Problems & solutions
Symptom: the first version of the routine builder used free-form text output, and parsing exercises back out of it was fragile — sometimes a list, sometimes prose, sometimes both. Diagnosis: free text is for humans to read, not for code to parse reliably. Fix: switch to schema-constrained output entirely; every response becomes trivially parseable, and the fragile-parsing class of bug disappeared.
Symptom: early proposals were technically fine programmes but felt generic — nothing referenced what I’d actually lifted. Diagnosis: the model wasn’t being given any real history to reason from. Fix: derive and always include the muscle-balance and recent-performance summaries — proposals immediately started referencing real numbers instead of guessing at them.
Symptom: the model occasionally invented a plausible-sounding exercise reference that didn’t exist in my library. Diagnosis: language models are probabilistic; an invented reference was always going to happen eventually. Fix: validate every reference against the real library client-side and silently discard anything that doesn’t resolve — a wrong proposal becomes a smaller proposal, never corrupted data.
Symptom: sending the full exercise library with every message got expensive fast once conversations ran to several turns. Diagnosis: the library is large, but it’s also stable — it doesn’t change mid-conversation. Fix: mark that block for prompt caching, so repeat and refinement calls within the same session read it from cache instead of paying full price every time.
The stack
| Component | Why |
|---|---|
| React | A mobile-first frontend that works from a phone in a gym with patchy signal |
| Supabase | Auth, a Postgres database with row-level security, and the serverless functions that keep the AI key off the browser entirely |
| Claude API | Every AI feature — routine proposals, workout summaries, periodic reviews, and reading exercises out of photos |
Results
Writing a session used to mean checking a spreadsheet, remembering what I’d been neglecting, and spending fifteen or twenty minutes building something from a mental template. Now it’s a one-sentence description and a few seconds of waiting, and the result actually reflects what I’ve done rather than a generic plan.

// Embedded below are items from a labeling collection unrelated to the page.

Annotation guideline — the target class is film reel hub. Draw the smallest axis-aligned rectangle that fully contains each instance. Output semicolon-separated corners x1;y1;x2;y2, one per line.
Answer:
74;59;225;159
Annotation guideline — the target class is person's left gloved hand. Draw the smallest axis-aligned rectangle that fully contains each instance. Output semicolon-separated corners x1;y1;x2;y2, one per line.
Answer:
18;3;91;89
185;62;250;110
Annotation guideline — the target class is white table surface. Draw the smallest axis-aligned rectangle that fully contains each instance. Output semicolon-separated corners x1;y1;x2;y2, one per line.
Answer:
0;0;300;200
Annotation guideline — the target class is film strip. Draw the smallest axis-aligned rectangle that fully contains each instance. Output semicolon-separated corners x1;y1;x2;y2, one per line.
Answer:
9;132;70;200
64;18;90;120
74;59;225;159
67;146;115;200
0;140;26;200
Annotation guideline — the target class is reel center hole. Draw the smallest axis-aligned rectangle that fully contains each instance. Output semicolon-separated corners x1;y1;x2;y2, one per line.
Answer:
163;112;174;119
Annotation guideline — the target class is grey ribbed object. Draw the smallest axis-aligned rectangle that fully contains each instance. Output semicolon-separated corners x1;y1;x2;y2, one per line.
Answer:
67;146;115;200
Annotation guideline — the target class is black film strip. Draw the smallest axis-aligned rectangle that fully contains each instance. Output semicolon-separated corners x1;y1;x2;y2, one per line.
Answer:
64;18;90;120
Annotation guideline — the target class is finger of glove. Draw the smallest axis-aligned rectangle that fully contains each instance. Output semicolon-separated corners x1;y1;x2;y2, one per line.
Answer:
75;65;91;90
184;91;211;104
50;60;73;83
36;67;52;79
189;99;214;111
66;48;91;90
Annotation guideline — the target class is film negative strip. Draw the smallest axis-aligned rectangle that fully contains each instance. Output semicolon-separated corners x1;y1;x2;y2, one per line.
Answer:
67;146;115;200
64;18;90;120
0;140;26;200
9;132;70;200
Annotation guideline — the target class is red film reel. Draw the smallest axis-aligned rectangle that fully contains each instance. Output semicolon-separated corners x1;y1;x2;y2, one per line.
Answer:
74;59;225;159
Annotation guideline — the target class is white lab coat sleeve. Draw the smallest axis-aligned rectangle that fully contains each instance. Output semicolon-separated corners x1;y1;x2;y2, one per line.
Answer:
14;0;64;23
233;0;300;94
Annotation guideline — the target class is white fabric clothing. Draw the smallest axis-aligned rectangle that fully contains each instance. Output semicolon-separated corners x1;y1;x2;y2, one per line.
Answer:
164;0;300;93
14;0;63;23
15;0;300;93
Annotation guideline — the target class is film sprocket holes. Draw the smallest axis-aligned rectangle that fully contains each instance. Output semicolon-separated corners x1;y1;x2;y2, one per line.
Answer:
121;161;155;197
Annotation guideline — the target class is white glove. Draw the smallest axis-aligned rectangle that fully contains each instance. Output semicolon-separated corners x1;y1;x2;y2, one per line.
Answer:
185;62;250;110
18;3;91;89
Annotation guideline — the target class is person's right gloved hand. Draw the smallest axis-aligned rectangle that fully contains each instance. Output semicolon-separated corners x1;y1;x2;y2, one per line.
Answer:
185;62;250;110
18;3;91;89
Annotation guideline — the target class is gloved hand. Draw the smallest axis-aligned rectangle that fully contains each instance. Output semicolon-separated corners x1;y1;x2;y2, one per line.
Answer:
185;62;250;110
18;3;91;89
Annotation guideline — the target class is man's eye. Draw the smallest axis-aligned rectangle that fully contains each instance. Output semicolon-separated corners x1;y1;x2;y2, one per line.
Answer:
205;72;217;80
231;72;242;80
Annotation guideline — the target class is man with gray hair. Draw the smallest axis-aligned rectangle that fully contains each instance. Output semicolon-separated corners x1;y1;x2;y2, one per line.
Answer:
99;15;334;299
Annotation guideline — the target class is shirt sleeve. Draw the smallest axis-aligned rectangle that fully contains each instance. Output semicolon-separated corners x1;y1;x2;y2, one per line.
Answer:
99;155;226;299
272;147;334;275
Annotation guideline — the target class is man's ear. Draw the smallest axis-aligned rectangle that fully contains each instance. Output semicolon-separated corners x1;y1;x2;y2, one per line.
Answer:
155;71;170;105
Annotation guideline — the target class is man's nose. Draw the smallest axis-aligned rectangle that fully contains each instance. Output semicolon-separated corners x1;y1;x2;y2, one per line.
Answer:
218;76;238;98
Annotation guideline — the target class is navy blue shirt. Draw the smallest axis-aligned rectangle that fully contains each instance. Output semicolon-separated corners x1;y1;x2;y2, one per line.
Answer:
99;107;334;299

The post-workout summaries changed how I use my own history — I went from glancing at logged numbers as a confirmation to reading a specific note on whether to add weight, hold, or ease off next time. The photo-to-exercise feature quietly removed the single biggest piece of friction in maintaining the library: the old path was noting a machine, looking it up later, and typing it in; the new path is a photo and a confirmation tap.
What’s next
Nearer term, an offline-capable workout screen and a proper background notification for the rest timer would fix the two rough edges that show up most in an actual gym with patchy signal and a phone that’s locked in a pocket between sets. Further out, opening this to more than one person means rethinking the cost model properly — real billing, a quota that fails safely instead of open, and per-location equipment profiles so the same app works for a gym chain with different kit at every branch, not just my own gym.